We don’t know yet whether this episode will turn out to be a decisive battle or merely a skirmish in the fight for greater transparency in drug evaluation. But it is a legitimate scientific concern that data used to support important health policy strategies are held only by a commercial organisation and have not been subject to full external scrutiny and review. It can’t be right that the public should have to rely on detective work by academics and journalists to patch together the evidence for such a widely prescribed drug.
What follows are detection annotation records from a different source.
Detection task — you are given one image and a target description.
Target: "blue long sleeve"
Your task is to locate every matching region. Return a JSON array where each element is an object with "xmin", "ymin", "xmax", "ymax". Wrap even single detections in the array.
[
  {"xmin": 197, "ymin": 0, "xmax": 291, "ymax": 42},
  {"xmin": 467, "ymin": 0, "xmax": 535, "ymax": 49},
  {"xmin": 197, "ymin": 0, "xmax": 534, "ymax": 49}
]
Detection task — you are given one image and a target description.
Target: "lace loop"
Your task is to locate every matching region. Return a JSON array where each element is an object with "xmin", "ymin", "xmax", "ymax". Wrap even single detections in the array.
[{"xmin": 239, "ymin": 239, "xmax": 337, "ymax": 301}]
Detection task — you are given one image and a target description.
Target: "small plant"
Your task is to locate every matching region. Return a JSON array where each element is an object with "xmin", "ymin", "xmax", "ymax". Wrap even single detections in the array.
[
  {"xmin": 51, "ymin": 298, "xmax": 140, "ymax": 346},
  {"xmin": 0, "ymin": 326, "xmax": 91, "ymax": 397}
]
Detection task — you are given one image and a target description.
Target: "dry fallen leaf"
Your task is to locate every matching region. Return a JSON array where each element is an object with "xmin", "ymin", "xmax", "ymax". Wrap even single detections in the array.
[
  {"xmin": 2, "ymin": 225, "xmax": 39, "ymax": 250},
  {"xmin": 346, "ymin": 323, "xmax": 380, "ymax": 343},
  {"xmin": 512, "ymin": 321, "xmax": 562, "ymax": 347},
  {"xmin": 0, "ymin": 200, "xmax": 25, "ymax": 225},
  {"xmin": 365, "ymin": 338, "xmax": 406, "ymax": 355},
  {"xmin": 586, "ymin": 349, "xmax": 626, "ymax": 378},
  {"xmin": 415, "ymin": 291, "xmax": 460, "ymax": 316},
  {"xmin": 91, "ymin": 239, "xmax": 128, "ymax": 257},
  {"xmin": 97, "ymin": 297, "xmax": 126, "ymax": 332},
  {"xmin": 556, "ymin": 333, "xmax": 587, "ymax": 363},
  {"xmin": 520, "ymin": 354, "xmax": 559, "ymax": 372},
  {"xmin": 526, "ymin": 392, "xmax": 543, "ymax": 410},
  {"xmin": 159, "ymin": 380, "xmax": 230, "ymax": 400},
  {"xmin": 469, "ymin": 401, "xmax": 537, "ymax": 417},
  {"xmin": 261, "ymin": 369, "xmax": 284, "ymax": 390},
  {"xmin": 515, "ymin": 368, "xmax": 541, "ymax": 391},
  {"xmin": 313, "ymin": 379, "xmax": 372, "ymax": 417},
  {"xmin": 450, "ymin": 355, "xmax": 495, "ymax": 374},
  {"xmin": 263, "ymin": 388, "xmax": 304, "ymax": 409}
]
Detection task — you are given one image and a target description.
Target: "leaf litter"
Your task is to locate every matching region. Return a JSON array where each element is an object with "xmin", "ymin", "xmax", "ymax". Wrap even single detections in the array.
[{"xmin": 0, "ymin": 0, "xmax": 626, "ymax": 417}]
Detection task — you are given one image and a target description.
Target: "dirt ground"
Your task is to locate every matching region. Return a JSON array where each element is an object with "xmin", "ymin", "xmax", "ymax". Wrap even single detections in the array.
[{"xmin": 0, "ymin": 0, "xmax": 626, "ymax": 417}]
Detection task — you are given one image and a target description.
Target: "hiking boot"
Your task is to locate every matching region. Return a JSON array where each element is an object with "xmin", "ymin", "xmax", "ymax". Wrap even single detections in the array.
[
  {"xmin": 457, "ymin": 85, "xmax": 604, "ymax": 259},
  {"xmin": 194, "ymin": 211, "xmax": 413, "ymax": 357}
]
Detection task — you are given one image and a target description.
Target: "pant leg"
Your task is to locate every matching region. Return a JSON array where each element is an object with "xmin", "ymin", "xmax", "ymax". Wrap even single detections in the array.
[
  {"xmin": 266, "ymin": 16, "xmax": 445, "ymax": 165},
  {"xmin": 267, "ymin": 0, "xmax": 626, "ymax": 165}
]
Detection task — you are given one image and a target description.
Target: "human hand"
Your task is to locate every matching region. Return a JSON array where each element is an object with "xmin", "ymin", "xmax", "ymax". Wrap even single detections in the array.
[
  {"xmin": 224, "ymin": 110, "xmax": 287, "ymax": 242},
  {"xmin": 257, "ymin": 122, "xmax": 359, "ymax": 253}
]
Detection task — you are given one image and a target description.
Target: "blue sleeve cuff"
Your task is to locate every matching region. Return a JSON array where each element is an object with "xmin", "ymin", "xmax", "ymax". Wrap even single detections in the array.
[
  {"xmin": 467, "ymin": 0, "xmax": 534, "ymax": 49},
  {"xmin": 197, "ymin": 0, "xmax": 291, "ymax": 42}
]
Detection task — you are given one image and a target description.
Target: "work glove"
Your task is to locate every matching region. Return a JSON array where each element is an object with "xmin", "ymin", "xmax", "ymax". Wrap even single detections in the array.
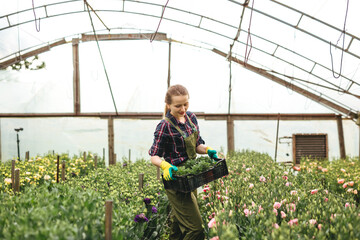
[
  {"xmin": 160, "ymin": 161, "xmax": 178, "ymax": 181},
  {"xmin": 206, "ymin": 147, "xmax": 218, "ymax": 160}
]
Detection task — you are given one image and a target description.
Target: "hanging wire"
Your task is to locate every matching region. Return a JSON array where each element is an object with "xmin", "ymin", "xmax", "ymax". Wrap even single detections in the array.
[
  {"xmin": 32, "ymin": 0, "xmax": 41, "ymax": 32},
  {"xmin": 244, "ymin": 0, "xmax": 255, "ymax": 67},
  {"xmin": 330, "ymin": 0, "xmax": 349, "ymax": 78},
  {"xmin": 150, "ymin": 0, "xmax": 169, "ymax": 42},
  {"xmin": 84, "ymin": 0, "xmax": 118, "ymax": 115}
]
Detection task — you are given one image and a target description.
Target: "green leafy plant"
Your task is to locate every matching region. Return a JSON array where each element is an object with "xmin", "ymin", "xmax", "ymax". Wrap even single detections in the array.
[{"xmin": 175, "ymin": 157, "xmax": 216, "ymax": 176}]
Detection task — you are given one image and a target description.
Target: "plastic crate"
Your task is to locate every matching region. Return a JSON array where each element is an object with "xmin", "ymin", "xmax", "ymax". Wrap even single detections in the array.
[{"xmin": 162, "ymin": 159, "xmax": 229, "ymax": 192}]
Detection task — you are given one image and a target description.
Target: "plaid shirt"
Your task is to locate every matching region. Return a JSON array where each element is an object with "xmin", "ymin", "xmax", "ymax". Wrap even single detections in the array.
[{"xmin": 149, "ymin": 111, "xmax": 205, "ymax": 166}]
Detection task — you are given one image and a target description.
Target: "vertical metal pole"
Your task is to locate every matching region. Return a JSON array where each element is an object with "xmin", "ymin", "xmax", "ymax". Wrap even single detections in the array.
[
  {"xmin": 226, "ymin": 115, "xmax": 235, "ymax": 154},
  {"xmin": 0, "ymin": 119, "xmax": 2, "ymax": 162},
  {"xmin": 72, "ymin": 38, "xmax": 80, "ymax": 114},
  {"xmin": 336, "ymin": 115, "xmax": 346, "ymax": 159},
  {"xmin": 275, "ymin": 113, "xmax": 280, "ymax": 162},
  {"xmin": 167, "ymin": 39, "xmax": 171, "ymax": 88},
  {"xmin": 16, "ymin": 132, "xmax": 20, "ymax": 161},
  {"xmin": 61, "ymin": 160, "xmax": 66, "ymax": 182},
  {"xmin": 14, "ymin": 168, "xmax": 20, "ymax": 192},
  {"xmin": 105, "ymin": 200, "xmax": 113, "ymax": 240},
  {"xmin": 108, "ymin": 116, "xmax": 114, "ymax": 165},
  {"xmin": 56, "ymin": 155, "xmax": 60, "ymax": 183},
  {"xmin": 139, "ymin": 173, "xmax": 144, "ymax": 191},
  {"xmin": 228, "ymin": 45, "xmax": 232, "ymax": 115}
]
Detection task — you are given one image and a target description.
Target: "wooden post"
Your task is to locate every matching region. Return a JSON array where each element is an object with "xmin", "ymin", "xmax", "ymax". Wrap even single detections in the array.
[
  {"xmin": 14, "ymin": 168, "xmax": 20, "ymax": 192},
  {"xmin": 56, "ymin": 155, "xmax": 60, "ymax": 183},
  {"xmin": 156, "ymin": 167, "xmax": 160, "ymax": 180},
  {"xmin": 61, "ymin": 160, "xmax": 66, "ymax": 182},
  {"xmin": 11, "ymin": 160, "xmax": 16, "ymax": 191},
  {"xmin": 72, "ymin": 38, "xmax": 80, "ymax": 114},
  {"xmin": 105, "ymin": 200, "xmax": 113, "ymax": 240},
  {"xmin": 227, "ymin": 116, "xmax": 235, "ymax": 153},
  {"xmin": 139, "ymin": 173, "xmax": 144, "ymax": 191},
  {"xmin": 336, "ymin": 115, "xmax": 346, "ymax": 159},
  {"xmin": 108, "ymin": 117, "xmax": 114, "ymax": 165}
]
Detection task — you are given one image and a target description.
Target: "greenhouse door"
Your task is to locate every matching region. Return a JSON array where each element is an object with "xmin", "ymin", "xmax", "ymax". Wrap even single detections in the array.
[{"xmin": 292, "ymin": 133, "xmax": 328, "ymax": 164}]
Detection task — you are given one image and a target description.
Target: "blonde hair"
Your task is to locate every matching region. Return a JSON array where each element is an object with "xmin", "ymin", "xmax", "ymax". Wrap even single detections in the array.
[{"xmin": 163, "ymin": 84, "xmax": 190, "ymax": 118}]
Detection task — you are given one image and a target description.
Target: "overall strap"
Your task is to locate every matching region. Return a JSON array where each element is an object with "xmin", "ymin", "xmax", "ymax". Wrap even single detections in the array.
[{"xmin": 165, "ymin": 117, "xmax": 186, "ymax": 138}]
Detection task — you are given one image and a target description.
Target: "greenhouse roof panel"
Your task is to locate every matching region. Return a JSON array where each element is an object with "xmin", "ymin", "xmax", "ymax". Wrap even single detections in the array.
[{"xmin": 0, "ymin": 0, "xmax": 360, "ymax": 118}]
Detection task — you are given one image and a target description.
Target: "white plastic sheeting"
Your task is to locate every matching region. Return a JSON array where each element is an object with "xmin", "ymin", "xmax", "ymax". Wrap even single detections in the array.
[{"xmin": 0, "ymin": 0, "xmax": 360, "ymax": 161}]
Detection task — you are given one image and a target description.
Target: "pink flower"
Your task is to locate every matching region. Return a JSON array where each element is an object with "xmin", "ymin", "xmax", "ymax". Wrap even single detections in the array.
[
  {"xmin": 244, "ymin": 208, "xmax": 251, "ymax": 217},
  {"xmin": 274, "ymin": 202, "xmax": 281, "ymax": 209},
  {"xmin": 311, "ymin": 189, "xmax": 318, "ymax": 194},
  {"xmin": 293, "ymin": 166, "xmax": 301, "ymax": 171},
  {"xmin": 288, "ymin": 218, "xmax": 298, "ymax": 226},
  {"xmin": 208, "ymin": 218, "xmax": 216, "ymax": 228},
  {"xmin": 286, "ymin": 203, "xmax": 296, "ymax": 212},
  {"xmin": 309, "ymin": 219, "xmax": 316, "ymax": 225},
  {"xmin": 210, "ymin": 236, "xmax": 220, "ymax": 240}
]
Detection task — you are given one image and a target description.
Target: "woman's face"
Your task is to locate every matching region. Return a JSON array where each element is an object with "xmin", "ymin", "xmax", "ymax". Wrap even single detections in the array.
[{"xmin": 167, "ymin": 95, "xmax": 189, "ymax": 120}]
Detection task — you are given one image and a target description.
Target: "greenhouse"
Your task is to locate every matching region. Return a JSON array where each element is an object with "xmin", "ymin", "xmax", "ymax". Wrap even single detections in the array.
[{"xmin": 0, "ymin": 0, "xmax": 360, "ymax": 240}]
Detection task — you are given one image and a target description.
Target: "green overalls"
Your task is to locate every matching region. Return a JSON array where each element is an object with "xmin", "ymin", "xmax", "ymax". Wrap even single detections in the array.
[{"xmin": 165, "ymin": 114, "xmax": 205, "ymax": 240}]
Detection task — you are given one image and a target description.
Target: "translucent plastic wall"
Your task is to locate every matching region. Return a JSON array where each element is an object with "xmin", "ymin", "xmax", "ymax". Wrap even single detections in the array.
[
  {"xmin": 1, "ymin": 118, "xmax": 359, "ymax": 162},
  {"xmin": 0, "ymin": 41, "xmax": 359, "ymax": 161}
]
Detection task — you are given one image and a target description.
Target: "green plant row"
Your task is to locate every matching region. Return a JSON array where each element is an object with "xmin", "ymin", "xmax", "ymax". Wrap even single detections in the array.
[{"xmin": 199, "ymin": 151, "xmax": 360, "ymax": 239}]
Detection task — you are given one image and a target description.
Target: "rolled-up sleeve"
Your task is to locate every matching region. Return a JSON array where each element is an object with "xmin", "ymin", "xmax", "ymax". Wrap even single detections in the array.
[{"xmin": 149, "ymin": 121, "xmax": 167, "ymax": 157}]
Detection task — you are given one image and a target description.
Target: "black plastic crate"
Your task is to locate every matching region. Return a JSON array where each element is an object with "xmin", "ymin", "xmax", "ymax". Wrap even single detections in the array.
[{"xmin": 162, "ymin": 159, "xmax": 229, "ymax": 192}]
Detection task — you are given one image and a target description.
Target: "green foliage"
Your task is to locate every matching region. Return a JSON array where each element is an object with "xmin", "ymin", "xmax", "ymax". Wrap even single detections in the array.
[{"xmin": 175, "ymin": 157, "xmax": 216, "ymax": 176}]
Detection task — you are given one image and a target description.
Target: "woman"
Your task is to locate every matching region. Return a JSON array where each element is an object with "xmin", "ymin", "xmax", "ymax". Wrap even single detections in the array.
[{"xmin": 149, "ymin": 85, "xmax": 217, "ymax": 240}]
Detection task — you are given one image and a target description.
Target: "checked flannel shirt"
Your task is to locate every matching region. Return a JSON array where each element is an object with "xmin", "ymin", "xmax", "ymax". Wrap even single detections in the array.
[{"xmin": 149, "ymin": 111, "xmax": 205, "ymax": 166}]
Individual patient data from all trials of drugs should be readily available for scientific scrutiny.
Cite this as: BMJ 2009;339:b5405
Why don’t we have all the evidence on oseltamivir?
Fiona Godlee, editor in chief1, Mike Clarke, director2
The full data from drug trials must be available for scrutiny by the scientific community
This week the BMJ publishes an updated Cochrane review on neuraminidase inhibitors in adults with influenza.1 The review and a linked investigation undertaken jointly by the BMJ and Channel 4 News2 cast doubt not only on the effectiveness and safety of oseltamivir (Tamiflu) but on the system by which drugs are evaluated, regulated, and promoted.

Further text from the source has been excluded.